Throughout the book Wheeler emphasizes the cultural background of various regions of the United States as well as the historical events happening in the nation and other nations that Haskell did missionary service in that influenced his time there. In the chapter end notes Wheeler would list numerous books that would further inform the reader about the cultural and historical trends that not only influenced Haskell but the Seventh-day Adventist Church as a whole. While Wheeler does discuss Haskell’s distrust of W.W. Prescott and his role in the “daily” controversy as well as the implications of his arguments in opposing Prescott because he believed Prescott was undermining Ellen White, but Wheeler seemed to avoid Haskell’s character assassination of Prescott to Ellen White as written seen in Gilbert M. Valentine’s biography of Prescott.

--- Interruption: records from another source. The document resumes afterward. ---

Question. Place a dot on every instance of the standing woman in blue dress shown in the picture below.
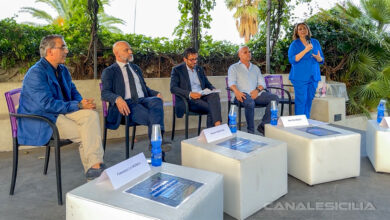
(305, 56)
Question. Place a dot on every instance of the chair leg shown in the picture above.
(127, 137)
(133, 137)
(173, 123)
(186, 127)
(14, 165)
(104, 134)
(199, 124)
(58, 171)
(47, 157)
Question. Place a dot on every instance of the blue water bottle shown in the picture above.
(156, 140)
(233, 119)
(381, 110)
(274, 113)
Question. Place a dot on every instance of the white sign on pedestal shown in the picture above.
(291, 121)
(215, 133)
(125, 171)
(385, 123)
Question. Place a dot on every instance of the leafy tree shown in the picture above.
(246, 15)
(357, 52)
(68, 9)
(188, 28)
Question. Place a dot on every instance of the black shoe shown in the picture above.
(260, 129)
(166, 146)
(93, 173)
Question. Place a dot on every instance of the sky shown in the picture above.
(158, 18)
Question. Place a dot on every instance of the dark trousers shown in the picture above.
(209, 104)
(304, 95)
(249, 104)
(147, 111)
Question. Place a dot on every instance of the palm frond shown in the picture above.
(36, 13)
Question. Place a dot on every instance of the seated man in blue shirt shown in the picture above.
(127, 93)
(48, 91)
(248, 85)
(188, 80)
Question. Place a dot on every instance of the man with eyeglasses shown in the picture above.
(48, 91)
(189, 80)
(248, 85)
(127, 93)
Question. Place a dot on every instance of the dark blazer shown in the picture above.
(42, 95)
(114, 86)
(180, 84)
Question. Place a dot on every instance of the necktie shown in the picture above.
(133, 89)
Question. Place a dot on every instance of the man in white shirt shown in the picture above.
(188, 79)
(247, 83)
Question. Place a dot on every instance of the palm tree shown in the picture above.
(246, 16)
(67, 9)
(368, 66)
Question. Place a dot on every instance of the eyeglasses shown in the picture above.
(61, 48)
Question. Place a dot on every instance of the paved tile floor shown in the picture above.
(364, 197)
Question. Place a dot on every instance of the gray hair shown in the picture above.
(48, 42)
(242, 46)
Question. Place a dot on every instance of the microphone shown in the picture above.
(308, 39)
(308, 42)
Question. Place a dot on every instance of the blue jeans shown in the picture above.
(147, 111)
(249, 104)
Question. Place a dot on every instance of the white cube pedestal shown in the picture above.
(251, 180)
(92, 201)
(328, 109)
(378, 146)
(319, 159)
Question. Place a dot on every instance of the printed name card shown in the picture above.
(125, 171)
(215, 133)
(385, 123)
(292, 121)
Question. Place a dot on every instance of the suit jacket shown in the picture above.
(41, 95)
(114, 86)
(180, 84)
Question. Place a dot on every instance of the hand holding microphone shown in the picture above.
(309, 46)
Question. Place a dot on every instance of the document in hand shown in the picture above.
(208, 91)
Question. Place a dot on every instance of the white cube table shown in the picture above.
(319, 159)
(92, 201)
(378, 146)
(251, 180)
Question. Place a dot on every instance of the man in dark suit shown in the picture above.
(127, 93)
(189, 80)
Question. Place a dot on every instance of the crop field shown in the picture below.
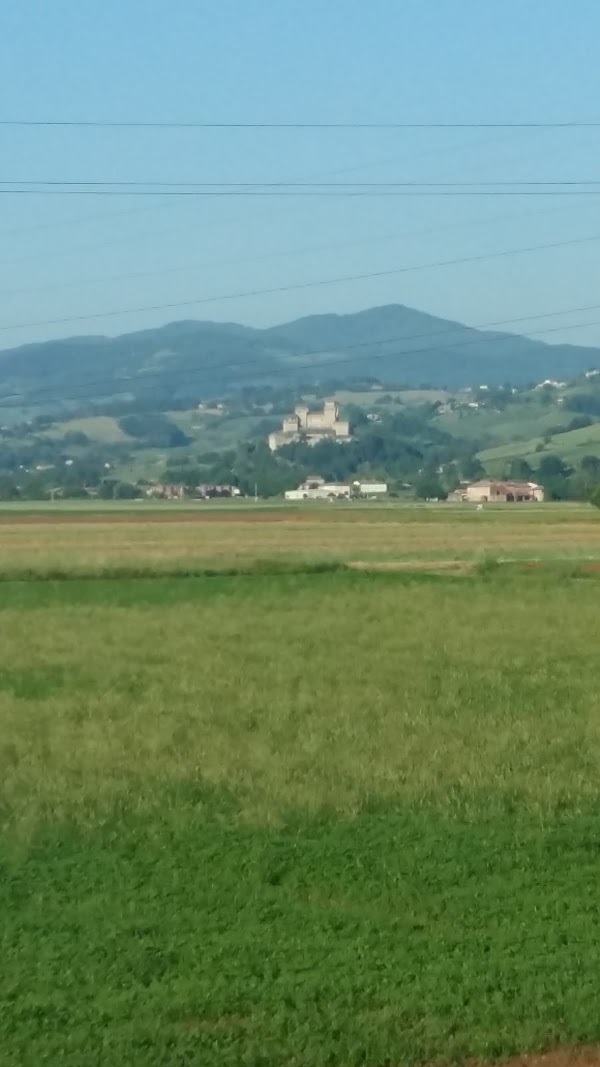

S.N. Haskell: Adventist Pioneer, Evangelist, Missionary, and Editor not only follows a pioneer of the Adventist denomination but also the times he lived in and the social trends before and during his life that affected him and the denomination. Gerald Wheeler’s scholarship and writing style makes this another great biography in the Adventist Pioneer series that anyone interested in the history of the denomination would want to read.